Dr Jane WankmillerWe are very proud to announce that our recent alumna, Dr. Jane Wankmiller, is the new Director of the Forensic Research Outdoor Station (FROST), and Assistant Professor of Anthropology at Northern Michigan University (NMU). FROST, is currently under construction, and will function as an outdoor forensic anthropology research and training facility located in Marquette, MI, near the NMU campus. Her position is part of a new major in anthropology started Fall Semester 2017. Currently, NMU offers concentrations in either cultural anthropology or archaeology, and Dr. Wankmiller will be bringing a third concentration in physical anthropology to the program. She will develop course work over the next few years to serve as the basis for that concentration and as prerequisites for students who wish to work on projects associated with the forensic anthropology lab or the FROST.

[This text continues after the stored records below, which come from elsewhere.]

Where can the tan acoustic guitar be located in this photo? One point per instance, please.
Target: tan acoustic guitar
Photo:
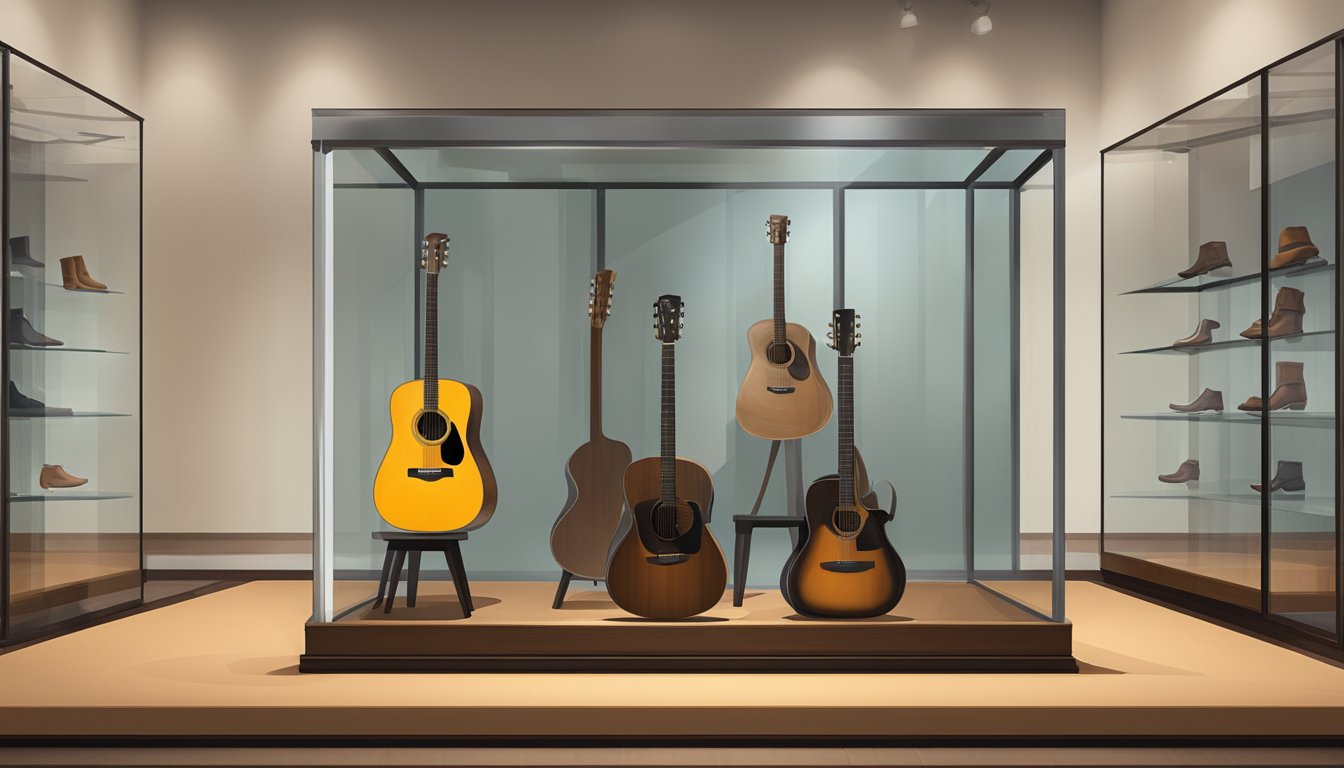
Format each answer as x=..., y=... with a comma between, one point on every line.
x=782, y=396
x=582, y=534
x=667, y=565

Dr. Wankmiller’s general research interests stemmed from working for the Michigan State Police (MSP) throughout her graduate career in anthropology here at Michigan State University. During that time, she assisted on several cases and was called on for advice in several others. Her work generated specific research questions about estimation of time since death, search and recovery, and positive identification of decomposed remains, but due to the nature of her position within MSP, opportunities to explore those questions never surfaced. While at NMU, Dr. Wankmiller will consult as a forensic anthropologist on medical examiner cases involving decomposed human remains and remains requiring positive identification and skeletal trauma analysis. She will also be developing a workshop program to provide training for law enforcement, educators, and students in the Upper Peninsula. These various research opportunities will allow her to finally examine some of the questions her work with the MSP provided.

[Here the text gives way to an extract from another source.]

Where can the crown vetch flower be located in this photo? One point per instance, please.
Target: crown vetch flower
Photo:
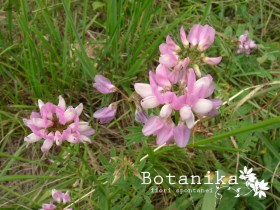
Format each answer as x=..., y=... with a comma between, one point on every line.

Originally, Dr. Wankmiller was a biology major with an interest in scientific illustration. It was in art school when she enrolled in her first anthropology class. It changed her life and in her own words, “It showed me how connected we all are to one another and how our past has shaped our present.” This is the moment she realized she wanted a career in anthropology. Given her focus was always more biological, the realization that she could study human remains and still be an anthropologist caused her focus to shift and through the discovery of forensic anthropology, an awareness that her knowledge of human skeletal remains could make an immediate impact on real-time cases was realized. She quickly changed her academic trajectory and never turned back. Dr. Jane Wankmiller graduated in 2010 with an MS in Forensic Science (concentration in anthropology) and in 2016 with a Ph.D. in Anthropology (focus on bioarchaeology) from MSU.

Jane’s current work with NMU builds on her past work with MSU’s own Dr. Norm Sauer as his assistant for forensic anthropology cases.

Dr Wankmiller in the field

Dr. Wankmiller working in the field

This opportunity allowed her to work with the local medical examiner’s office as a death investigator. Both positions factored into her employment with the MSP. Her position at FROST allows her experiences to coalesce in a meaningful way. Her future research interests lie in the improvement of forensic art techniques, and the contributions they can potentially yield regarding effects of taphonomy on forensic anthropology.

FROST is only the 8th such facility in the United States, with a similar facility in Massachusetts focusing on studying the taphonomy and postmortem condition of non-human subjects. In that regard, the work at FROST is not new, but it stands to contribute to our understanding of human decomposition and taphonomy as it is the farthest north of all such facilities. The extreme northern nature of FROST will enable Dr. Wankmiller to systematically study the effects of a cold climate on those processes. Through the collaborative research between the NMU facility and the other facilities across the country, Jane is hopeful they can serve the law enforcement and medical examiner communities with high quality forensic anthropology services and training that complement those of MSU Forensic Anthropologists.

As far as the near future goes, the infrastructure for the forensic anthropology research facility and the accompanying laboratory should be in place by the spring of 2018. Dr. Wankmiller anticipates starting some of their law enforcement training workshops and educational programs by the summer of 2018.